On ne sera pas surpris de lire, sous la plume de Michel Fédou, un exposé de christologie à la fois clair, profond et synthétique. Il n'en reste pas moins étonnant de se promener dans un livre qui couvre deux mille ans d'histoire de l'Église et de théologie sans se perdre ni s'ennuyer. C'est pourtant ce qui se produit avec ce bel ouvrage, dont l'épaisseur ne doit pas effrayer le futur lecteur ! Il pourra, s'il le souhaite, se servir de ce livre comme d'une encyclopédie où l'on vient piocher pour savoir, en quelques pages, ce qu'il faut retenir de la pensée d'Anselme de Cantorbéry, de Francisco Suárez ou de Nicolas Berdiaev. Même pour des auteurs apparemment passés sous silence, il n'est pas rare que Michel Fédou prenne le temps d'expliquer, en quelques lignes, ce que l'on aurait pu en dire ! À ce titre, l'index qui clôt l'ouvrage s'avère précieux, car il permet de repérer instantanément le passage où tel théologien est abordé, fût-ce au détour d'une note de bas de page. On pourra également se laisser guider par l'auteur et suivre pas à pas les évolutions de la christologie « au fil des siècles », depuis l'Antiquité – qui est rapidement traitée, car elle a déjà fait l'objet de nombreuses études par le même auteur – jusqu'à l'époque contemporaine. Celle-ci occupe une large place et offre l'occasion d'une synthèse particulièrement précieuse sur les différents courants de la christologie au XXsiècle, en Europe mais aussi en Amérique du Nord et du Sud, en Afrique et en Asie. Le fruit propre d'une telle lecture sera, comme le souhaite Michel Fédou, de se « rendre sensible à la riche variété de la christologie » à différentes époques (p. 77), tout en écoutant chacune des figures et des œuvres ainsi ramenées à la vie « dans ses lignes de force » (p. 150) : non pas pour chercher qui a raison, mais plutôt pour s'émerveiller devant la fécondité de la tradition chrétienne. À travers l'étude des grands conciles, des moines et des théologiens, des réformateurs et des mystiques, le lecteur verra se dessiner l'image d'une Église plurielle qui compose, dans le temps et dans l'espace, son propre tableau du visage du Christ.

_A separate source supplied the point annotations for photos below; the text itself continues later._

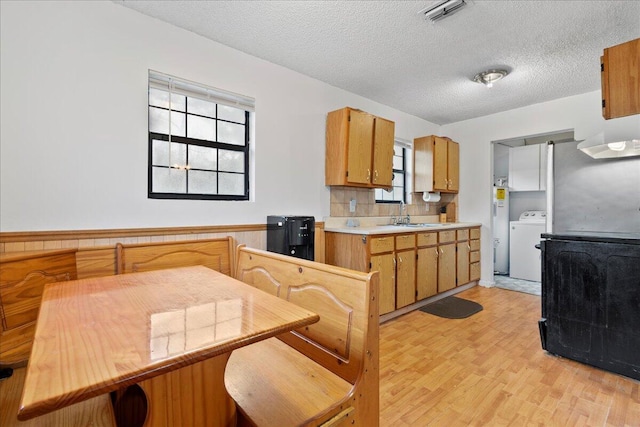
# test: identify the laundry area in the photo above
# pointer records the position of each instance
(520, 210)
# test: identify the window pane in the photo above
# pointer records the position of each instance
(231, 183)
(397, 194)
(230, 113)
(203, 108)
(397, 163)
(231, 133)
(160, 153)
(159, 121)
(231, 161)
(201, 128)
(202, 182)
(202, 157)
(167, 180)
(160, 98)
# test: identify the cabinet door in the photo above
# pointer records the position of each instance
(423, 164)
(453, 166)
(446, 267)
(620, 85)
(383, 153)
(385, 265)
(462, 264)
(427, 272)
(405, 278)
(360, 147)
(440, 155)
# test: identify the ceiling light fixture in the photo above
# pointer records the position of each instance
(442, 9)
(488, 77)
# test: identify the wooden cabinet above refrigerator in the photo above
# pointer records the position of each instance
(620, 66)
(359, 149)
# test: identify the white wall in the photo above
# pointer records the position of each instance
(580, 112)
(74, 121)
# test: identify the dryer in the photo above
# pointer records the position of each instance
(524, 235)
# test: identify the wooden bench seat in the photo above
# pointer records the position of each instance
(325, 374)
(216, 254)
(96, 412)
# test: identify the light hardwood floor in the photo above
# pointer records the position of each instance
(490, 370)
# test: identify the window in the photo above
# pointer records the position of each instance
(198, 141)
(398, 190)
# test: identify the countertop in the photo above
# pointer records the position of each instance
(397, 229)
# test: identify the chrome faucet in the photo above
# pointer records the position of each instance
(401, 218)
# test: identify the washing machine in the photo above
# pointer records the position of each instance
(524, 235)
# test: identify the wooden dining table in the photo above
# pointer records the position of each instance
(158, 341)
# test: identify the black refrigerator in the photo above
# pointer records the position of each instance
(591, 299)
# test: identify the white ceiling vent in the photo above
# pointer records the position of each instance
(442, 9)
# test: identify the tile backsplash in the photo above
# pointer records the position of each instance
(367, 206)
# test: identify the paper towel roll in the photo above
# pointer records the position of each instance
(431, 197)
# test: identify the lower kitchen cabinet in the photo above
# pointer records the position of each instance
(405, 270)
(412, 266)
(427, 265)
(462, 256)
(446, 260)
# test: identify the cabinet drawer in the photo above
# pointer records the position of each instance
(427, 239)
(446, 236)
(381, 244)
(475, 233)
(474, 271)
(462, 234)
(406, 241)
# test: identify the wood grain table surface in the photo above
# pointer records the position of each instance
(99, 335)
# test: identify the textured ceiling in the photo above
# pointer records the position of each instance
(385, 51)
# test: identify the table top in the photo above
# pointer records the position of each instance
(100, 334)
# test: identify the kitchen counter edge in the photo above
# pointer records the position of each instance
(398, 229)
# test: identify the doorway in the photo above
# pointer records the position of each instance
(519, 209)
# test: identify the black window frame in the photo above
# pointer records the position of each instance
(155, 136)
(402, 172)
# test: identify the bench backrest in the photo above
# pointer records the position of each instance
(216, 254)
(345, 339)
(23, 277)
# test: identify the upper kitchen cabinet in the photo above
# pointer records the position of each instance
(620, 66)
(436, 164)
(359, 149)
(528, 168)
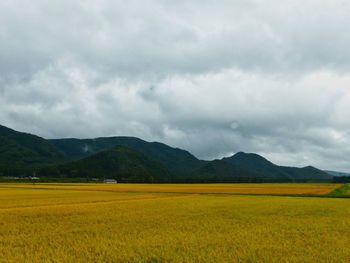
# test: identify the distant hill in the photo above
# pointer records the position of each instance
(121, 163)
(307, 174)
(259, 165)
(335, 173)
(19, 149)
(131, 159)
(273, 172)
(177, 161)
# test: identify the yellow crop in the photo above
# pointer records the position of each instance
(172, 223)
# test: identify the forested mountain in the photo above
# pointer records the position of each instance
(131, 159)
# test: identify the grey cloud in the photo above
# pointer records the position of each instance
(211, 77)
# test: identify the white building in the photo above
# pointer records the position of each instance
(110, 181)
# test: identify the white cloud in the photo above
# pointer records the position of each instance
(211, 77)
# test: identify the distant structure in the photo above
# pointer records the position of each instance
(110, 181)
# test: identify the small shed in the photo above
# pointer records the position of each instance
(110, 181)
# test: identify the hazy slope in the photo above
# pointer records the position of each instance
(121, 163)
(18, 149)
(179, 162)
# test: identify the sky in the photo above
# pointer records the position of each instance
(212, 77)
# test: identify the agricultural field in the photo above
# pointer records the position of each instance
(174, 223)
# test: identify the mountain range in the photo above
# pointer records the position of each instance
(130, 159)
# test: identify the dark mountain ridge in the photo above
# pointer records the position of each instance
(131, 159)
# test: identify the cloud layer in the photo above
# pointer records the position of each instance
(213, 78)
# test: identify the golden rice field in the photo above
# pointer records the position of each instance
(172, 223)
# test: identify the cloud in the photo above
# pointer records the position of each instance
(213, 78)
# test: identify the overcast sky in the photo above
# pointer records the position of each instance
(212, 77)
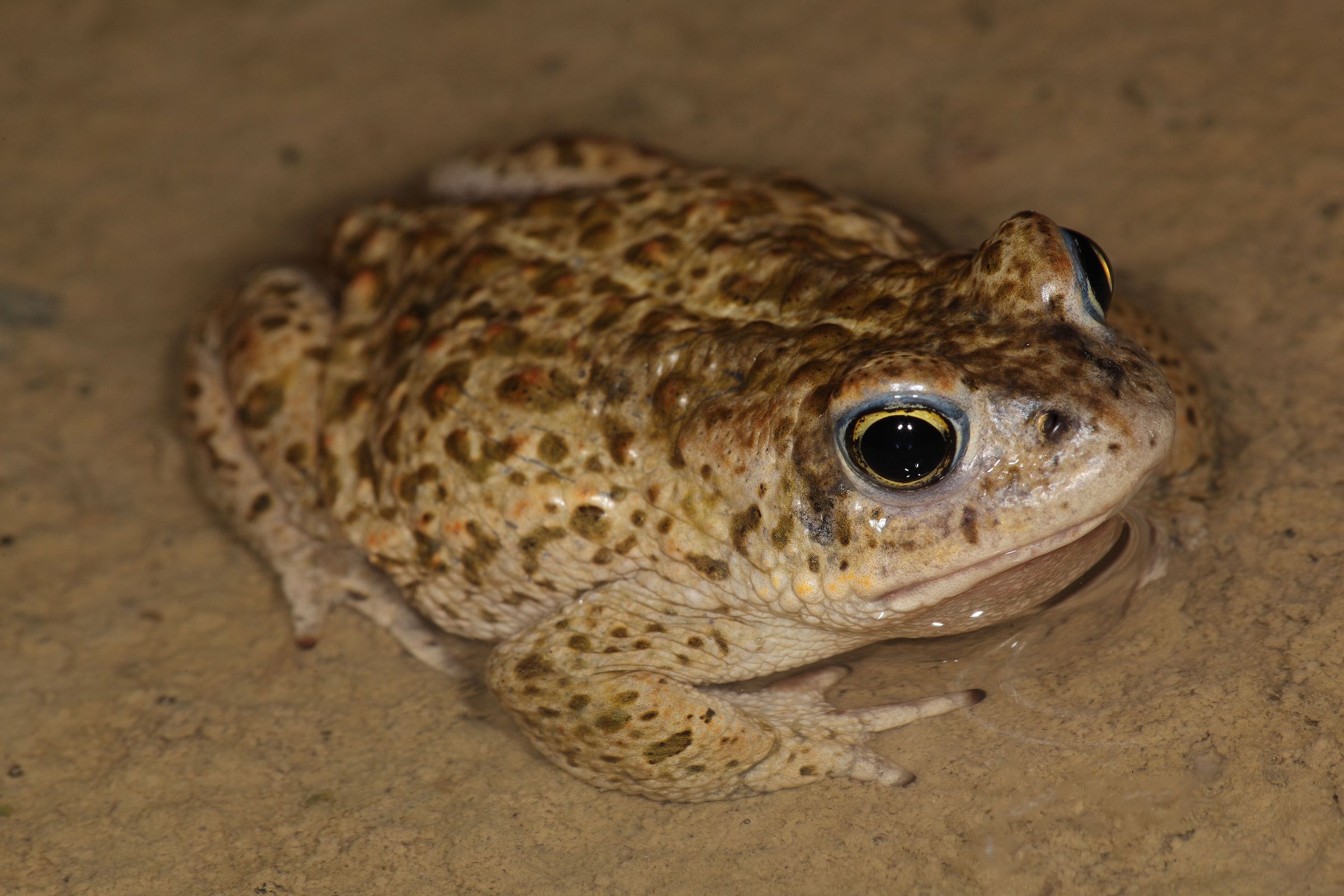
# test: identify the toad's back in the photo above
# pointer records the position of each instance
(600, 396)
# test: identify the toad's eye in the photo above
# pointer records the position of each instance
(1096, 269)
(902, 448)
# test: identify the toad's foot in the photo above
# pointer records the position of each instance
(254, 372)
(627, 692)
(319, 577)
(824, 740)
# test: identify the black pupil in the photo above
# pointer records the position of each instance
(902, 448)
(1094, 269)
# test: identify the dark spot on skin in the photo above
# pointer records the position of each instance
(968, 526)
(744, 524)
(445, 389)
(1054, 426)
(553, 449)
(536, 390)
(296, 454)
(260, 506)
(480, 555)
(365, 464)
(533, 665)
(261, 405)
(709, 567)
(669, 747)
(842, 528)
(534, 543)
(619, 440)
(589, 521)
(612, 720)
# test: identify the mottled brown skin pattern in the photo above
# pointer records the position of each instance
(588, 408)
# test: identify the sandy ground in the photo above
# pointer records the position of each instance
(162, 735)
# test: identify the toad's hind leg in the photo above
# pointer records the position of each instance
(546, 166)
(254, 378)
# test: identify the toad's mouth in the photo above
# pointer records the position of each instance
(1006, 585)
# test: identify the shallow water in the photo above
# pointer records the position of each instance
(159, 730)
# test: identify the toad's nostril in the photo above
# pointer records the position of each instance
(1054, 425)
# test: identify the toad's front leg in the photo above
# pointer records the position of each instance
(608, 689)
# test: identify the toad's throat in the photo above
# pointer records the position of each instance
(1002, 586)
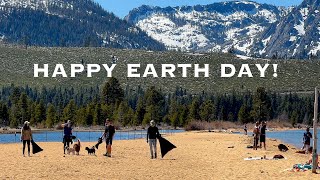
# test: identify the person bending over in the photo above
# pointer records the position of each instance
(67, 133)
(26, 137)
(108, 136)
(152, 134)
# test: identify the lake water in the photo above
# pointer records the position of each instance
(293, 137)
(87, 136)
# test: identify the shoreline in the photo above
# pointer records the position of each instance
(198, 154)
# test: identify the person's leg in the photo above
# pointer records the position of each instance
(109, 147)
(155, 148)
(24, 146)
(151, 148)
(28, 143)
(307, 146)
(64, 145)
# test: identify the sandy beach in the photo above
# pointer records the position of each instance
(199, 155)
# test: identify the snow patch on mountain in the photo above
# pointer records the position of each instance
(175, 37)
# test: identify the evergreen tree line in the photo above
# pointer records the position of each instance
(135, 107)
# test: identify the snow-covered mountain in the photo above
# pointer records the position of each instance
(225, 26)
(68, 23)
(295, 36)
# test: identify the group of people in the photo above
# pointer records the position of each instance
(259, 135)
(108, 134)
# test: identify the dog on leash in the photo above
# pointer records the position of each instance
(77, 147)
(70, 150)
(91, 151)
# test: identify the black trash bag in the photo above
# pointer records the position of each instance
(165, 146)
(99, 142)
(35, 148)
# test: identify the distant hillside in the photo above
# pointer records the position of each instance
(242, 27)
(68, 23)
(295, 36)
(214, 27)
(17, 67)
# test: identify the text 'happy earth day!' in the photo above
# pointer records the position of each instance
(149, 70)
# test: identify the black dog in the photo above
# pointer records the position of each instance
(91, 150)
(283, 147)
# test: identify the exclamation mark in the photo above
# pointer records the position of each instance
(275, 67)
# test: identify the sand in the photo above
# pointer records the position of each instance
(200, 155)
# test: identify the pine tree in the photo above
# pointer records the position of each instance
(207, 111)
(194, 110)
(51, 116)
(23, 113)
(261, 105)
(40, 112)
(112, 91)
(244, 114)
(69, 112)
(140, 111)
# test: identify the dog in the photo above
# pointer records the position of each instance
(70, 150)
(283, 148)
(91, 150)
(77, 147)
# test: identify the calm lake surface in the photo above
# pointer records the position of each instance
(85, 136)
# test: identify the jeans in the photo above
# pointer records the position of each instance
(24, 146)
(153, 147)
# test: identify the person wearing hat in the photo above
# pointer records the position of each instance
(152, 134)
(26, 137)
(67, 133)
(263, 135)
(108, 136)
(307, 140)
(256, 135)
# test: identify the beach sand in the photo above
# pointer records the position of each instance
(200, 155)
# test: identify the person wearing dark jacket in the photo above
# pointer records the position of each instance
(67, 133)
(307, 140)
(152, 134)
(263, 135)
(26, 137)
(108, 136)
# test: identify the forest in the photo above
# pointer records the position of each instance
(47, 108)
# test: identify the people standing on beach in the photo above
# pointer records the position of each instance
(245, 129)
(256, 135)
(263, 135)
(108, 136)
(152, 134)
(26, 137)
(67, 133)
(307, 140)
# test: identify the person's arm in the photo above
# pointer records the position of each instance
(21, 135)
(31, 134)
(147, 135)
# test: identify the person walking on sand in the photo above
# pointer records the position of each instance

On sera dès lors particulièrement attentif à la manière dont Michel Fédou conclut son ouvrage. Certes, en bon enseignant, il commence par récapituler son propos et par proposer au théologien, en guise d'ouverture, un certain nombre de défis à relever et de moyens à mettre en œuvre pour cela. Mais les toutes dernières pages vont plus loin : elles exposent le sens même de toute entreprise de christologie historique, à travers l'exposé de deux thèses. La première affirme que retracer l'histoire des christologies n'est pas un simple travail d'historien, mais un véritable acte théologique. La seconde, que cet acte revêt en outre une portée doxologique. Qu'il nous soit permis de gloser : si le lecteur accepte de se laisser entraîner à contempler le Christ à travers les différentes facettes que lui propose l'historien du dogme, il entrera à son tour dans un regard nouveau, et unique, sur le Christ. Il vivra lui-même une expérience théologique. Où l'on voit que cette lecture ne laissera pas indemne le lecteur, invité à lire pour comprendre – et à comprendre pour rendre gloire à Dieu.